А зачем было напрягаться? Все равно, что бы я ни делала, рано или поздно, я утыкалась в стену. Кроме того, я получила урок не откладывать удовольствие на потом, «потом» может не наступить. Новая Я не нравилась мне настоящей, которую я загнала глубоко в сознание и не позволяла ей поднимать голову. Новая Я была мельче и неинтересней, она ежедневно закапывала свой талант и забывала места, где он был закопан, она потеряла способность любить безоглядно, радоваться беспредельно, дружить на полную катушку. Вся жизнь шла механически, без моего участия, а мне самой хотелось одного — лечь на диван и читать, уйти от настоящего в выдуманный мир и там пережить всю ту бурю страстей, которой я была лишена в действительности, но без которой жить не могла.
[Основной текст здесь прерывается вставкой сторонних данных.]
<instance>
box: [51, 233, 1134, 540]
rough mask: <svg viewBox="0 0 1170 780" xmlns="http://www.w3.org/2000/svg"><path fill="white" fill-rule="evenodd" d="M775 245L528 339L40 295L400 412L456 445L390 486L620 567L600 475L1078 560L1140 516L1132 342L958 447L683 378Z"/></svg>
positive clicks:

Долгие годы история эта мучает меня. Я уже один раз пыталась написать эту повесть, но она не получилась, а теперь вот вдруг зафонтанировала, и я лихорадочно собираю все капли и крохи, боясь, что фонтан заглохнет, а излившаяся нефть пропадет.

Я принадлежу к поколению, которое, словно и не жило на свете. Мы появились вскоре после войны от раненых и искалеченных отцов и нездоровых матерей, которые в войну были подростками и испытали в период полового созревания — самый ответственный период в жизни человеческого организма — стресс, голод, непосильный труд.

Могло ли появиться здоровое потомство от этих людей?

Становление наших личностей пришлось на слом времен. В хрущевское время мы были маленькими и осознать ничего не могли, а когда стали что-то понимать, наступило другое время, думая о котором я вспоминаю Блока: «Победоносцев над Россией простер совиные крыла». Мы тоже жили под совиными крылами, но нам еще дополнительно забили рты, глаза, носы и уши серой ватой — да и оставили медленно задыхаться. Мое поколение, как будто и не жило совсем. Мы не написали книг о своем времени и о себе. О нас нет правдивого кино. Мы, перефразируя слегка Маяковского, «по стране родной прошли стороной», не оставив ни следа, ни памяти.

Могла ли я, ощущая свою вину перед миллионами моих сверстников, не написать эту повесть?!

Кроме того, много известно теперь о людях, которые пытались бороться с тупой машиной советской власти. Выходили на площадь за свою и нашу свободу, шли в лагеря, объявляли голодовки, умирали молодыми.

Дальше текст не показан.